Durante il servizio di vigilanza nel paese prediligeva gironzolare intorno alla villa, qualcosa doveva succedere prima o poi.
Era sera ormai, e prima di smontare si accostò al muro di cinta, salì su un macigno e sbirciò. Avvistò appena una figura sgusciare dall’inferriata che lui aveva trovato intatta e il maresciallo segata, gridò subito l’altolà, sfoderando la pistola. Il giovane sparì nella china verso il torrente, incurante dello sparo in aria, nascondendosi tra i cespugli.
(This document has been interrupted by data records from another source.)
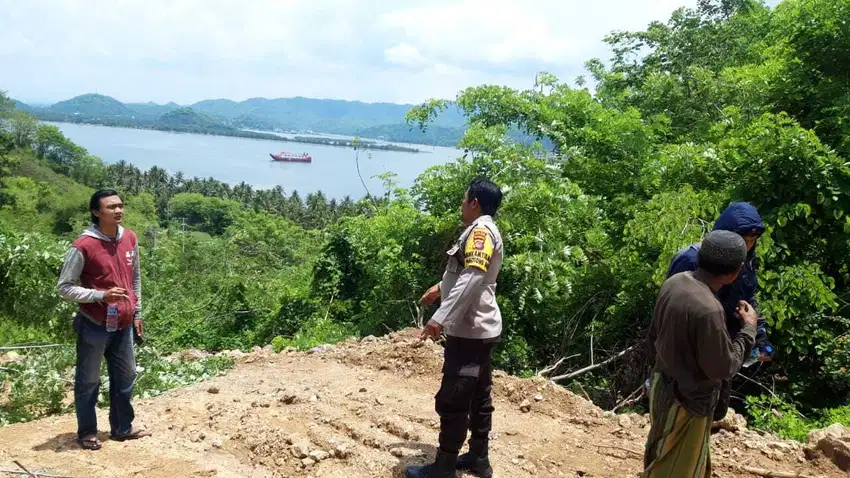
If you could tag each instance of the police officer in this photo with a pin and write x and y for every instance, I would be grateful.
(472, 322)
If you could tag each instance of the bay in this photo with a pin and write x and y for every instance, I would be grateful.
(233, 160)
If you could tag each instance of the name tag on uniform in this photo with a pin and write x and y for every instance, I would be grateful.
(454, 265)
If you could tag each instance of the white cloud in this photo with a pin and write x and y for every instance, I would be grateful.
(402, 51)
(405, 55)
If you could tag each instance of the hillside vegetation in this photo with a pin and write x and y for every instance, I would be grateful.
(729, 101)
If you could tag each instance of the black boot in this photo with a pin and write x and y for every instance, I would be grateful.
(443, 467)
(477, 460)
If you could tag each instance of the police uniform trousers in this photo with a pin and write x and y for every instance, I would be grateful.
(464, 401)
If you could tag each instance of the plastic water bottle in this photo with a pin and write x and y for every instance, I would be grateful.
(111, 318)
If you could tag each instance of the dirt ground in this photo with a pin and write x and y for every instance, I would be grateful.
(365, 409)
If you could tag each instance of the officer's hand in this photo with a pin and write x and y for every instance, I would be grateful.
(430, 296)
(747, 313)
(431, 331)
(114, 294)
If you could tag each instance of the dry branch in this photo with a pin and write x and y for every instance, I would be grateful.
(554, 367)
(25, 347)
(632, 398)
(37, 475)
(772, 474)
(593, 367)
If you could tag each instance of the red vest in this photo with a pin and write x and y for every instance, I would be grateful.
(107, 265)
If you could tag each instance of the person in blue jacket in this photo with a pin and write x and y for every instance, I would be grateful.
(741, 218)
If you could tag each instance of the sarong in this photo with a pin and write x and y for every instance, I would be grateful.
(678, 445)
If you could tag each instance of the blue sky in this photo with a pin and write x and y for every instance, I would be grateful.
(369, 50)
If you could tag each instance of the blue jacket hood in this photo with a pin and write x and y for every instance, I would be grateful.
(740, 217)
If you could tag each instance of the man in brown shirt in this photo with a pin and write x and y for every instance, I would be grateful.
(693, 354)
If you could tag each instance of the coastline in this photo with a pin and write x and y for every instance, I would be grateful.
(248, 134)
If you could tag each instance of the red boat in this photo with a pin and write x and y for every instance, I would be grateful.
(286, 156)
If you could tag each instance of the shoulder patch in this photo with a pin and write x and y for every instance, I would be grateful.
(478, 250)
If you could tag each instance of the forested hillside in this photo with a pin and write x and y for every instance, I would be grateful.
(383, 121)
(729, 101)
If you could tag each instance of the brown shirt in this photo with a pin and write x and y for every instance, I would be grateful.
(692, 346)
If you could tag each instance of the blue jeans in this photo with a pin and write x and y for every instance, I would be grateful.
(94, 342)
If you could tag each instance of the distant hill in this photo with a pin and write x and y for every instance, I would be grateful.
(188, 119)
(92, 105)
(353, 118)
(151, 109)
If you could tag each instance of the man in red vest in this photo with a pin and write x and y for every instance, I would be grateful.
(102, 274)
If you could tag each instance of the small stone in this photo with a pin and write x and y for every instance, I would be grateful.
(529, 468)
(319, 455)
(780, 446)
(300, 449)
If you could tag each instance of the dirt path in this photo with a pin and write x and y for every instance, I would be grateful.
(362, 409)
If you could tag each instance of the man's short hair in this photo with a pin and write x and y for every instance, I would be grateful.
(487, 193)
(722, 253)
(94, 202)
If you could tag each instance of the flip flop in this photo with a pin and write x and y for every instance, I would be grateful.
(90, 443)
(134, 434)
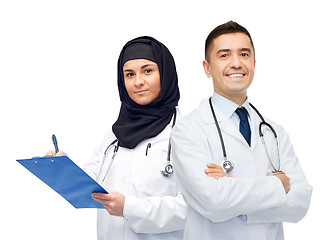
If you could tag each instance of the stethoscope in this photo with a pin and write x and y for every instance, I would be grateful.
(227, 165)
(166, 170)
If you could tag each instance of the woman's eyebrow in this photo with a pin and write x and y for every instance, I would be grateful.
(147, 65)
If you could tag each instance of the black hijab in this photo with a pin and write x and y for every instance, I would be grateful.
(138, 122)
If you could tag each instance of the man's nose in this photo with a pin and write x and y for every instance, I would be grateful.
(235, 61)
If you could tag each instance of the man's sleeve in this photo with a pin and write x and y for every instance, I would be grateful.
(299, 196)
(223, 199)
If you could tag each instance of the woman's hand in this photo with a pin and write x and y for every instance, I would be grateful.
(113, 202)
(51, 153)
(216, 171)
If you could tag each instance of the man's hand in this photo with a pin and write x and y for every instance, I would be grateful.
(113, 202)
(285, 181)
(216, 171)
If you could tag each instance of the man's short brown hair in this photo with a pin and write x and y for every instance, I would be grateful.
(228, 27)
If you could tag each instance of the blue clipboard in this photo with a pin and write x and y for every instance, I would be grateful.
(66, 178)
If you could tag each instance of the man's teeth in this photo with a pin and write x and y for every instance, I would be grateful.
(236, 75)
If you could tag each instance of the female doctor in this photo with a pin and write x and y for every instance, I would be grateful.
(144, 201)
(132, 163)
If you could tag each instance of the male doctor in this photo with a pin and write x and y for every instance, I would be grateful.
(255, 195)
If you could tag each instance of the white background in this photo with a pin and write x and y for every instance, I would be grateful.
(58, 75)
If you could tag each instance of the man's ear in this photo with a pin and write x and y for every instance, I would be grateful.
(207, 68)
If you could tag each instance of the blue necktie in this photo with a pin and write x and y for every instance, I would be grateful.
(244, 124)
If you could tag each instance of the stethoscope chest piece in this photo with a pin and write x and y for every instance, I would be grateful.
(227, 166)
(167, 169)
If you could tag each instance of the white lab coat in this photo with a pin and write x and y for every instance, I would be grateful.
(154, 207)
(250, 205)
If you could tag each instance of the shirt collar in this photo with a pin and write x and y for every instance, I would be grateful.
(226, 107)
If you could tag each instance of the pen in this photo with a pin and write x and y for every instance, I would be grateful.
(54, 139)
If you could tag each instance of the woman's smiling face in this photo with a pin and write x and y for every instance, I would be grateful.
(142, 80)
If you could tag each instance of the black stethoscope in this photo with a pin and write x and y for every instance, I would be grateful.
(166, 170)
(227, 165)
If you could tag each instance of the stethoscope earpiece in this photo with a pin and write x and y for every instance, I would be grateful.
(167, 169)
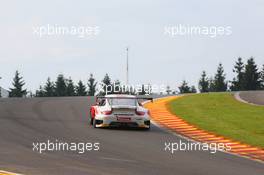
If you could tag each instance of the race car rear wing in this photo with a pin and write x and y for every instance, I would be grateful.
(139, 98)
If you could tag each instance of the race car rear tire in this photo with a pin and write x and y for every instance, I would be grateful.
(94, 123)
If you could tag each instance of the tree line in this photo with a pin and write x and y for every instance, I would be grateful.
(247, 77)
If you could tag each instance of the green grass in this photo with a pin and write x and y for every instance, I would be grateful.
(220, 113)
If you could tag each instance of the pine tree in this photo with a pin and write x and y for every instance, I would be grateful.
(81, 89)
(252, 76)
(262, 77)
(204, 83)
(219, 80)
(193, 89)
(184, 88)
(237, 83)
(49, 89)
(211, 84)
(70, 89)
(92, 85)
(40, 92)
(168, 90)
(60, 86)
(18, 84)
(107, 85)
(142, 90)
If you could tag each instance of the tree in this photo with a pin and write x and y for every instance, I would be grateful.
(18, 84)
(40, 92)
(168, 90)
(117, 87)
(142, 90)
(107, 85)
(252, 76)
(211, 84)
(184, 88)
(203, 83)
(49, 89)
(60, 86)
(262, 77)
(92, 85)
(193, 89)
(237, 83)
(70, 88)
(219, 80)
(81, 89)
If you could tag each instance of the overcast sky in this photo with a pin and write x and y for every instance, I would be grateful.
(154, 57)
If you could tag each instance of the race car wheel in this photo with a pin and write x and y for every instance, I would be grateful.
(91, 120)
(94, 123)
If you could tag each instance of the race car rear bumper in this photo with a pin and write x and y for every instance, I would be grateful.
(145, 124)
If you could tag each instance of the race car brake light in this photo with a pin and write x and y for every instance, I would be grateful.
(107, 112)
(140, 112)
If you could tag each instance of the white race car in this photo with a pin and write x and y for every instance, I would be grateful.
(119, 110)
Voci ebbe una scossa, forse aveva sorpreso l’assassino, certo non lo poteva identificare, ma s’impresse nitidamente i pochi movimenti, il modo di squagliarsela.
Saltò in macchina e accelerò, suonò con insistenza al casino. Albertina comparve finalmente sul balcone, sembrava all’oscuro, ma viva.
“Mi apra per favore!” Udì un urlo femminile e sudò durante l’apertura concitata del chiavistello. Ci mise un po’ a capire la signora che gli indicava le scale.
Una serpe nera, lucida come un rimorso, sembrava esitare su un gradino.
Voci reperì una ramazza sdentata e affrontò cauto il rettile, che non si mosse prudente. Sollevò l’attrezzo mirando la testa. “E’ già morta!” sibilò. “Ha visto entrare qualcuno? Ha sentito rumori?”
“No, perché?” allarmata.
“Un animale senza vita non cammina.”
“Cosa significa?”
“Forse le hanno voluto incutere paura …”
“Ci sono riusciti!”
“Forse è un messaggio”, concluse l’appuntato mentre portava fuori pendente dal bastone la biscia, per buttarla nella rupe. Come una maldicenza.